Die Gewerkschaftsführung hat es jedoch über die gesamte Zeit versäumt, den Prozess der Reform kritisch und öffentlichkeitswirksam zu begleiten und einen Kampf dagegen zu organisieren. Viele Stimmen von der Basis sehen in der Reform eine Gefahr, diese Stimmen hätte man hörbar machen müssen. ver.di hätte die Arbeiter*innen im Gesundheitssektor gegen die Reform mobilisieren müssen. Auch hätte es in der Sommerpause breite Kampagnen, Demonstration und Aktionen gegen das geplante Gesetz benötigt.

Neben der veröffentlichten Stellungnahme braucht es jetzt dringend eine kämpferische Gewerkschaft, die gemeinsam mit Pflegebündnissen und sozialen Bewegungen eine bundesweite Kampagne organisiert. Angesichts der zu erwartenden Verschärfung durch Schließungen von Krankenhäusern und weiterem Personalmangel ist es nötiger denn je, dass ver.di bundesweite Aktivenkonferenzen einberuft, um zu diskutieren, wie man gemeinsam reagieren und kämpfen kann. Es gibt eine Vielzahl von guten lokalen Ansätzen wie die Tarifkämpfe für Entlastung oder lokale Bewegungen gegen Privatisierung oder Schließungen – diese müssen sie zusammenbringen.

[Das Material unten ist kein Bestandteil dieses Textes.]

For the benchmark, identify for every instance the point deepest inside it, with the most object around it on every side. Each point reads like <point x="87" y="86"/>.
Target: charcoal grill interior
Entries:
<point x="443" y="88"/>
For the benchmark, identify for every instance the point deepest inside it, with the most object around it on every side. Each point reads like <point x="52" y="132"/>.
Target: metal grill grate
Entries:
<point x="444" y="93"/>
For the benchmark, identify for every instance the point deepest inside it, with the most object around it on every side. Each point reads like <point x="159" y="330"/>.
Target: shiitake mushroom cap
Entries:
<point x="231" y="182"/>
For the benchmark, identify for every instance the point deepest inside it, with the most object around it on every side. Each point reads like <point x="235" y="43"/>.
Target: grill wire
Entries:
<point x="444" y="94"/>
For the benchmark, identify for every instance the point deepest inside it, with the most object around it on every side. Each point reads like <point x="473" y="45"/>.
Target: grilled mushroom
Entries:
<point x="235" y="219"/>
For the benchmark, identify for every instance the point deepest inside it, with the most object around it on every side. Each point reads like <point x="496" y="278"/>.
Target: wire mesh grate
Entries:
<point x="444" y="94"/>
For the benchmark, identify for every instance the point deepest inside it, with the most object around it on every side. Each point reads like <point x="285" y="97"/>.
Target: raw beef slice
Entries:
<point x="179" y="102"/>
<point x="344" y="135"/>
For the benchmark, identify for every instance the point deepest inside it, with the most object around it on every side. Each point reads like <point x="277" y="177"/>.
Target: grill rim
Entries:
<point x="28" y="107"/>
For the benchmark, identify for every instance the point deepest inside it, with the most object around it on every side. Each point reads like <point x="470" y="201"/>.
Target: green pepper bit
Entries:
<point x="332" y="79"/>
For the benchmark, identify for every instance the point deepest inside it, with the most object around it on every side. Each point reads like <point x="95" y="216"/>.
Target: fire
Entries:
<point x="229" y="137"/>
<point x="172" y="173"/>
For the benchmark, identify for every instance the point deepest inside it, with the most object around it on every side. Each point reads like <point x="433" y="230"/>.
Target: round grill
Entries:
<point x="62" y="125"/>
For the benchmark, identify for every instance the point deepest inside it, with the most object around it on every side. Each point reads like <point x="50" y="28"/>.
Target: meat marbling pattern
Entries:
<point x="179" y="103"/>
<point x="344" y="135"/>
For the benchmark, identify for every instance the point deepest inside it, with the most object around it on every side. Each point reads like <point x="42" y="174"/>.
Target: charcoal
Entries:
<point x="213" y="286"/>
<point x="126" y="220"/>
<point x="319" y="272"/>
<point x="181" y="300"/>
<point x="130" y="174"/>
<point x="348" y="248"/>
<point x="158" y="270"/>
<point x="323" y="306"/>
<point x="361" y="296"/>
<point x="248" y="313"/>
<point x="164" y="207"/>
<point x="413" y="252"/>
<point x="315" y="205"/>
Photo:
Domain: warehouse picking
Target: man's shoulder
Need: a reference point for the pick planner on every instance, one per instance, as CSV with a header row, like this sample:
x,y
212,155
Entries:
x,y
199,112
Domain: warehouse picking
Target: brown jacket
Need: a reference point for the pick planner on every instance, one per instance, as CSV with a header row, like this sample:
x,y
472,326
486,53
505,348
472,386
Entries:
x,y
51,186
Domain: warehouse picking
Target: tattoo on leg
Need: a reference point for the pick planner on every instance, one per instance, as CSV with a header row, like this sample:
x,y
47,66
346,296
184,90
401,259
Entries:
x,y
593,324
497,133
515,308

DIE LINKE müsste sich darauf fokussieren, eine solche Bewegung aus der Opposition heraus zu unterstützen, anstatt auf der Ebene von Länderregierungen oder kommunalen Ämtern die Misere mitzuverwalten.

Zukunft – ein öffentliches Gesundheitswesen

Ein Gesundheitswesen, welches die Menschen mit ihren Bedürfnissen im Blick hat, ist bezahlbar und umsetzbar. Allerdings wäre es Voraussetzung, dass keine ökonomischen Interessen im Mittelpunkt stehen. Wir brauchen ein öffentliches Gesundheitswesen nach Bedarf unter Kontrolle, Verwaltung und Planung von Beschäftigten, Gewerkschaften und Patient*innenverbänden. Dies wäre eine wahrhafte Revolution, die nur im Kampf gegen Kapitalinteressen erreicht werden kann.